La communauté européenne inquiète par la nouvelle loi de l’Agence Nationale pour l’Intégrité (ANI)


ROMÂNIA LIBERĂ revient sur la récente déclaration du porte-parole de la Commission Européenne, Mark GRAY, qui montre que les partenaires européens de la Roumanie n’approuvent pas la nouvelle version de la loi ANI : « Les amendements que le parlement a adoptés font naître de sérieuses inquiétudes et une première analyse indique que la nouvelle loi ne remplit pas les demandes-clefs du deuxième objectif du Mécanisme de Coopération et Vérification ».

L’armée roumaine rémunère ses volontaires

« Le Ministre de la Défense a trouvé une modalité inédite pour réveiller le patriotisme des Roumains : le volontariat payé par l’Etat » écrit EVENIMENTUL ZILEI. Avec ce statut, un soldat volontaire peut recevoir entre 700 (~ 165 euros) et 1200 lei (~ 285 euros) par mois et le statut des réservistes volontaires ajoute que lorsqu’« ils ne participent pas à l’instruction ou aux missions, les volontaires reçoivent un montant mensuel équivalent à 30% de l’indemnisation entière ».
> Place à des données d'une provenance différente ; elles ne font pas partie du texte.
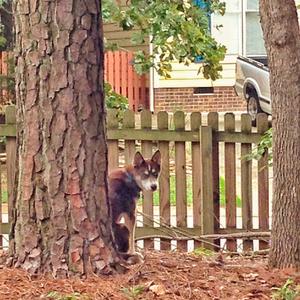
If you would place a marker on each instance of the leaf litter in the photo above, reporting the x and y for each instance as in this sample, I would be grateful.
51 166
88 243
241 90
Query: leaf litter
163 275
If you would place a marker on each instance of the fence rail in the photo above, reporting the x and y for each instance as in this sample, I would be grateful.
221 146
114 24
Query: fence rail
205 188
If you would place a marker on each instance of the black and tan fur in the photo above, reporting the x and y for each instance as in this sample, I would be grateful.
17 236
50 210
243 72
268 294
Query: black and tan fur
125 186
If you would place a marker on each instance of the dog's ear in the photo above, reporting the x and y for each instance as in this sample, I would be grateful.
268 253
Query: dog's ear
138 159
156 157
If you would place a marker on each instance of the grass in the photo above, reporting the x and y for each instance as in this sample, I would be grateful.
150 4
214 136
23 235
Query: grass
287 292
200 251
133 292
74 296
190 192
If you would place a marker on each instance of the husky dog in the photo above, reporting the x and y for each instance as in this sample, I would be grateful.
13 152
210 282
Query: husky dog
124 188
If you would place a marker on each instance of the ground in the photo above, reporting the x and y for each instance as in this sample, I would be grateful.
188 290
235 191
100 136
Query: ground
164 275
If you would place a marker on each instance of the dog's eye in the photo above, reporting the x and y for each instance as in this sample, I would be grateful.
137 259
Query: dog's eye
154 173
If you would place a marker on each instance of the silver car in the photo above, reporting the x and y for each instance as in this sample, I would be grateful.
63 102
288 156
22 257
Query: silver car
252 84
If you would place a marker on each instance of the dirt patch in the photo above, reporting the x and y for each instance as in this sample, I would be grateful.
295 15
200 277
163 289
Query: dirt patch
164 275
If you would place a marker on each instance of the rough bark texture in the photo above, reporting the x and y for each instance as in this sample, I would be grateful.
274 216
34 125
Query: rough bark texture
6 19
61 220
281 33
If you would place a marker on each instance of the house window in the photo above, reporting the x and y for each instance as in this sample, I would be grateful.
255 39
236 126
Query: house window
203 5
254 36
227 29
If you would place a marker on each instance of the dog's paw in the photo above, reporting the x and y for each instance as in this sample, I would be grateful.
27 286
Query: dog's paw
135 258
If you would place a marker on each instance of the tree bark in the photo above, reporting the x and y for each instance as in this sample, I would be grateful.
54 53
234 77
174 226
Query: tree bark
61 223
6 19
282 38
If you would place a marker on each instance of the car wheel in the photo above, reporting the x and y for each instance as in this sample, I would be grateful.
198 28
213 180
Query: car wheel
253 109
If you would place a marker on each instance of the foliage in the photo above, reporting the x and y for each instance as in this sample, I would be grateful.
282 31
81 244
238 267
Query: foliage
113 99
7 82
287 292
133 292
116 101
74 296
179 31
264 145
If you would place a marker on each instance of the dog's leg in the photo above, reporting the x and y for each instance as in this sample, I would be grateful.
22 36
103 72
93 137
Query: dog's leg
130 224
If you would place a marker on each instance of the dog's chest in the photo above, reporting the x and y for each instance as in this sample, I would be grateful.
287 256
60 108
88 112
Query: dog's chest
123 198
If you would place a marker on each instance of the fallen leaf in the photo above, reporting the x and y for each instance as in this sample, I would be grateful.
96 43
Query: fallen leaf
157 289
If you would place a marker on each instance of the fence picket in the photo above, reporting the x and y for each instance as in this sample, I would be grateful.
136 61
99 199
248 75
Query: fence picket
164 180
146 123
207 204
246 182
180 174
196 174
113 145
129 122
213 122
263 183
230 179
205 172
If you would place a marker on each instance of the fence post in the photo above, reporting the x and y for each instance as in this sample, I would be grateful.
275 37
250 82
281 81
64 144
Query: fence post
213 121
11 152
196 174
164 178
263 182
207 204
112 145
146 147
180 171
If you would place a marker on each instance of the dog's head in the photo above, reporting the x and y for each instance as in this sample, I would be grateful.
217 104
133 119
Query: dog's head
146 171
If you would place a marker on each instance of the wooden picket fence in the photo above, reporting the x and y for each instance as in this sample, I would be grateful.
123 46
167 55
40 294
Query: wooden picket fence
201 143
120 73
191 151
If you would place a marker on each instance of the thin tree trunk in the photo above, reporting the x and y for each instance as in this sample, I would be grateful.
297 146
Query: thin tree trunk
282 38
62 222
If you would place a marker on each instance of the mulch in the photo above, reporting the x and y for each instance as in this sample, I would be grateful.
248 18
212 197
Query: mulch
163 275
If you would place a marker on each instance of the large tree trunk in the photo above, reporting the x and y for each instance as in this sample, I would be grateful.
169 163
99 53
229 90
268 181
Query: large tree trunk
61 222
6 19
282 38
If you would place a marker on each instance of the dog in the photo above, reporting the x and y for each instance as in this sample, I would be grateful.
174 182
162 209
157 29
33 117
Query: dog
124 187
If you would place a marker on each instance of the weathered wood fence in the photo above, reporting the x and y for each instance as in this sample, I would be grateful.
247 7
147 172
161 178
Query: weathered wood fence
197 150
195 154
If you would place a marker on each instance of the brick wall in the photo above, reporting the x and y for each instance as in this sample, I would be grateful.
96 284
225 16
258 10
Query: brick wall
222 99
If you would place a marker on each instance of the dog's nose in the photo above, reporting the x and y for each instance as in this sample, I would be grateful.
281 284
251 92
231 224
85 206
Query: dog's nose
153 187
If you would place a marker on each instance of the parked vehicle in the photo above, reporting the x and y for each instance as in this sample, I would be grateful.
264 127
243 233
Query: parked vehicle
252 84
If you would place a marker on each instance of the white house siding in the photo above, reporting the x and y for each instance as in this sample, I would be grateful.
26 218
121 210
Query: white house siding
232 35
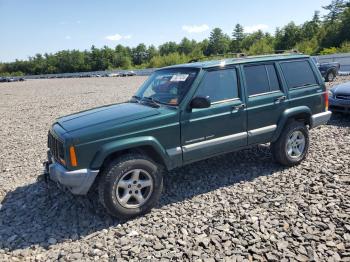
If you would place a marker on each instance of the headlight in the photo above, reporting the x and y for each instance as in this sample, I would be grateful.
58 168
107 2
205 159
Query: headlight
330 94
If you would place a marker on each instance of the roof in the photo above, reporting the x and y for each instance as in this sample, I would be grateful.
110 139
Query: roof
233 61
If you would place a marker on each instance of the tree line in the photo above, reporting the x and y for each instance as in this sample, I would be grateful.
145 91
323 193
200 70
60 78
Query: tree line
321 35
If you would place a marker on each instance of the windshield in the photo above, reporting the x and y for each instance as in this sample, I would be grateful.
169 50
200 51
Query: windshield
168 86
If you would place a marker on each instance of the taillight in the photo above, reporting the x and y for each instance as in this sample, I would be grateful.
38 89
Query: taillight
73 156
326 102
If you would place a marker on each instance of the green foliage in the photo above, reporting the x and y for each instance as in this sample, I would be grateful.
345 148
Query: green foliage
329 51
327 35
308 47
167 60
345 48
218 42
260 47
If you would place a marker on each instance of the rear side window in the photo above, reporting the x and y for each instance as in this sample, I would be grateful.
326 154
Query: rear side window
261 79
219 85
298 74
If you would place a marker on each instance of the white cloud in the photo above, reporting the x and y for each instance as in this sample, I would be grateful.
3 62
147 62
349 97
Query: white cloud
117 37
254 28
195 29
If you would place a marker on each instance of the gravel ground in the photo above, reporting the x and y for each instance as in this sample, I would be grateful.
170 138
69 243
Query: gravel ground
237 207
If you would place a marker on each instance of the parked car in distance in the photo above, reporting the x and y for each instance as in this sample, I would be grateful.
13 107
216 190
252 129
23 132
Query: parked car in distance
328 70
183 114
339 98
114 74
128 73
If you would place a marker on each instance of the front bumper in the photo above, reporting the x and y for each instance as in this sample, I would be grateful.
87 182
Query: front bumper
320 119
77 181
339 105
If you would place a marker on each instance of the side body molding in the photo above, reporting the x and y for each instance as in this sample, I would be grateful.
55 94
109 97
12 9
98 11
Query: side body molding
130 143
290 113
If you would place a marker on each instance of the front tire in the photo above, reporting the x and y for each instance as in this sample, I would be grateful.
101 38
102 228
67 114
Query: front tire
292 146
331 75
130 186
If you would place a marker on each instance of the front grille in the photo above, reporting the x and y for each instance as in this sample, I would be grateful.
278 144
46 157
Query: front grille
56 147
343 97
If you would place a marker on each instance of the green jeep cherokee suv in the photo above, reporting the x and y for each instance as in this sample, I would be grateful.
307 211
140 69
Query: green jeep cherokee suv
183 114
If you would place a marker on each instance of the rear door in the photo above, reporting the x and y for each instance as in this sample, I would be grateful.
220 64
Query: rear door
303 84
221 127
266 100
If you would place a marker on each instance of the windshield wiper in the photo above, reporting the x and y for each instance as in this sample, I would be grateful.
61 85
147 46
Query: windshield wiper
150 100
135 99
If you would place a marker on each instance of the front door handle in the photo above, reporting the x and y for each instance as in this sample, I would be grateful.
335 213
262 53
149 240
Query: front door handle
238 107
280 99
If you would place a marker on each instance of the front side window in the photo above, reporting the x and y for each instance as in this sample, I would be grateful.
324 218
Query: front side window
298 74
168 86
219 85
261 79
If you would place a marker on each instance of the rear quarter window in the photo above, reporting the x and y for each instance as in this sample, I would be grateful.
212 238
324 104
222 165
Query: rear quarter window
298 74
261 79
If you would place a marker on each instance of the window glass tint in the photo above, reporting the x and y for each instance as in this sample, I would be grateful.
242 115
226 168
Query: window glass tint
273 79
256 78
219 85
298 73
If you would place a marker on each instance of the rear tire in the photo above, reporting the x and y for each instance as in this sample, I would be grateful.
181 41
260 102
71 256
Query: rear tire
292 146
130 186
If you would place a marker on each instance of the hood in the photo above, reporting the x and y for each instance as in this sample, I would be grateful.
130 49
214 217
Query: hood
343 89
113 114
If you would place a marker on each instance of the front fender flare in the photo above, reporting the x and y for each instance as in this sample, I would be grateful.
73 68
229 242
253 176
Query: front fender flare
129 143
290 113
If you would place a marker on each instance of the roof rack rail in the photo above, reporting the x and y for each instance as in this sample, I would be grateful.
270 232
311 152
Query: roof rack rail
244 55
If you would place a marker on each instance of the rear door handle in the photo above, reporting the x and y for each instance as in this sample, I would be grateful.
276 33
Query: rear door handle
238 107
280 99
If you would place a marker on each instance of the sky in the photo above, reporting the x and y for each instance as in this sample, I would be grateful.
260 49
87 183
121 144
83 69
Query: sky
29 27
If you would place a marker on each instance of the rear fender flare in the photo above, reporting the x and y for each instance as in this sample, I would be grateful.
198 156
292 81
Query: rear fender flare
289 114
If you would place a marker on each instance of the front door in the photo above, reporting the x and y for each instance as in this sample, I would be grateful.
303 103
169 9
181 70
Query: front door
221 127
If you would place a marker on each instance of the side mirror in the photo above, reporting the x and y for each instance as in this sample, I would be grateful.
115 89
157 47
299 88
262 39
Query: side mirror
200 102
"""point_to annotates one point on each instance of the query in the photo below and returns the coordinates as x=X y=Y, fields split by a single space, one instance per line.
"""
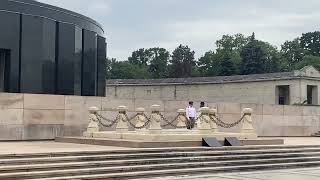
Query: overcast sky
x=133 y=24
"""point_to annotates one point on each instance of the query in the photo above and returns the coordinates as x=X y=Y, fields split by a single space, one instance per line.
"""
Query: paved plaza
x=51 y=146
x=282 y=174
x=292 y=174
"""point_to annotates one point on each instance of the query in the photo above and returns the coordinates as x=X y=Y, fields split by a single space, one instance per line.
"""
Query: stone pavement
x=47 y=147
x=292 y=174
x=16 y=147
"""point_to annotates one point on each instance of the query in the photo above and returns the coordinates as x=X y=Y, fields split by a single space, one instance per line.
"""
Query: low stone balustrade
x=208 y=122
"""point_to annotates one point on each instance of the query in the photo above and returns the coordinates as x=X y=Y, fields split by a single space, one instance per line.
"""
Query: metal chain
x=171 y=123
x=111 y=123
x=138 y=127
x=220 y=123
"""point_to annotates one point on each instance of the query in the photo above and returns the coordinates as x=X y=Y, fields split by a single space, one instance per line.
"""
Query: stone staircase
x=317 y=134
x=139 y=163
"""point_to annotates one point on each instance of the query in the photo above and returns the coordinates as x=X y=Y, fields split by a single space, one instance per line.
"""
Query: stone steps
x=72 y=165
x=193 y=154
x=150 y=150
x=126 y=164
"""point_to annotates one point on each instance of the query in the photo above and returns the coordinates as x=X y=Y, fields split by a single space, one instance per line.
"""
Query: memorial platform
x=160 y=144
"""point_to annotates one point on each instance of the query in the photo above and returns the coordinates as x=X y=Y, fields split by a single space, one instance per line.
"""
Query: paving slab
x=291 y=174
x=49 y=146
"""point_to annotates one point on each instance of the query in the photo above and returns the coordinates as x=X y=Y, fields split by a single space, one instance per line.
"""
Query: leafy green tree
x=182 y=61
x=232 y=43
x=126 y=70
x=140 y=57
x=159 y=62
x=109 y=63
x=207 y=64
x=271 y=61
x=309 y=61
x=291 y=54
x=253 y=57
x=311 y=43
x=226 y=66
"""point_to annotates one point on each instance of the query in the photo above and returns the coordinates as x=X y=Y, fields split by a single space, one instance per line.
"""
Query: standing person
x=197 y=123
x=202 y=104
x=191 y=115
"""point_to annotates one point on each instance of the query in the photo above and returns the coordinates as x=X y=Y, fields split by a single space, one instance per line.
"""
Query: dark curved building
x=49 y=50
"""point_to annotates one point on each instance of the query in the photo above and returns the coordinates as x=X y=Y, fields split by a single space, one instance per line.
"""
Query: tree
x=182 y=61
x=109 y=63
x=271 y=61
x=253 y=57
x=226 y=66
x=140 y=57
x=126 y=70
x=232 y=43
x=311 y=43
x=207 y=63
x=309 y=61
x=159 y=62
x=291 y=53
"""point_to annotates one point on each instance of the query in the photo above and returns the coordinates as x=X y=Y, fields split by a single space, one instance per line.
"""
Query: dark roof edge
x=204 y=83
x=61 y=10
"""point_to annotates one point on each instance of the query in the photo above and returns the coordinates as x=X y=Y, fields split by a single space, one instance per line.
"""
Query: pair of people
x=191 y=114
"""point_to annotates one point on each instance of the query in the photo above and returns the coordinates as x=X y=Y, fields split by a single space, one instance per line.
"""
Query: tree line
x=234 y=55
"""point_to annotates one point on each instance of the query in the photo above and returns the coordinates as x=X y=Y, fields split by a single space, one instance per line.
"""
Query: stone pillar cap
x=93 y=109
x=247 y=110
x=155 y=107
x=140 y=109
x=122 y=108
x=213 y=111
x=204 y=109
x=181 y=111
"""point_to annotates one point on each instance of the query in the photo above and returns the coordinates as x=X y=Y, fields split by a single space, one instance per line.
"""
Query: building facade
x=49 y=50
x=288 y=88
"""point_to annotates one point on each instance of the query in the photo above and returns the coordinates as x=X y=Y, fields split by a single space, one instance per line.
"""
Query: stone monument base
x=158 y=144
x=168 y=135
x=164 y=138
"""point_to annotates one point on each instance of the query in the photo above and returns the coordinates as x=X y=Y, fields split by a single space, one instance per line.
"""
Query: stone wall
x=259 y=92
x=36 y=117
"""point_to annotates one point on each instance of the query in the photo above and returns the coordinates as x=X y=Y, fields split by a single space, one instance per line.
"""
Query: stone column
x=205 y=126
x=140 y=119
x=155 y=124
x=182 y=119
x=93 y=122
x=214 y=127
x=122 y=124
x=247 y=125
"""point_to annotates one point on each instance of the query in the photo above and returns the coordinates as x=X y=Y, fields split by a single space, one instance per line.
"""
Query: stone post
x=212 y=113
x=155 y=120
x=93 y=122
x=182 y=119
x=247 y=125
x=122 y=124
x=205 y=126
x=140 y=119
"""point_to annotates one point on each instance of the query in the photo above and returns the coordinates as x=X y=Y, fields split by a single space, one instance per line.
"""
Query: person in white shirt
x=191 y=114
Construction du plus grand parc éolien d’Europe près de Constanţa

« La commune de Fântânele est devenue un nom de référence sur la carte mondiale de l’énergie éolienne » écrit ADEVĂRUL qui consacre un article au Parc éolien actuellement en construction dans cette localité du département de Constanţa. Selon le journal, la compagnie Tchèque (CEZ) qui réalise les travaux devrait finaliser cette « première ferme éolienne de Roumanie » en septembre. Pour le moment, 115 turbines sont déjà réalisées, chacune d’entre elles pouvant alimenter en énergie 2700 habitations.

France-Roumanie


Tennis: le Français David GUEZ remporte la coupe d’Arad (AGERPRES)

« Que reste-t-il de la culture française ?  Le souci de la grandeur » d’Antoine COMPAGNON et Donald MORRISON : lancement et conférence mardi 6 juin à la Salle Dalles (18.00) (SUPLIMENTUL DE CULTURA)


Cette revue de presse, qui ne prétend pas à l’exhaustivité, se limite à présenter des éléments publiés dans les médias roumains. Elle ne reflète en aucun cas la position de l’ambassade ou du gouvernement français.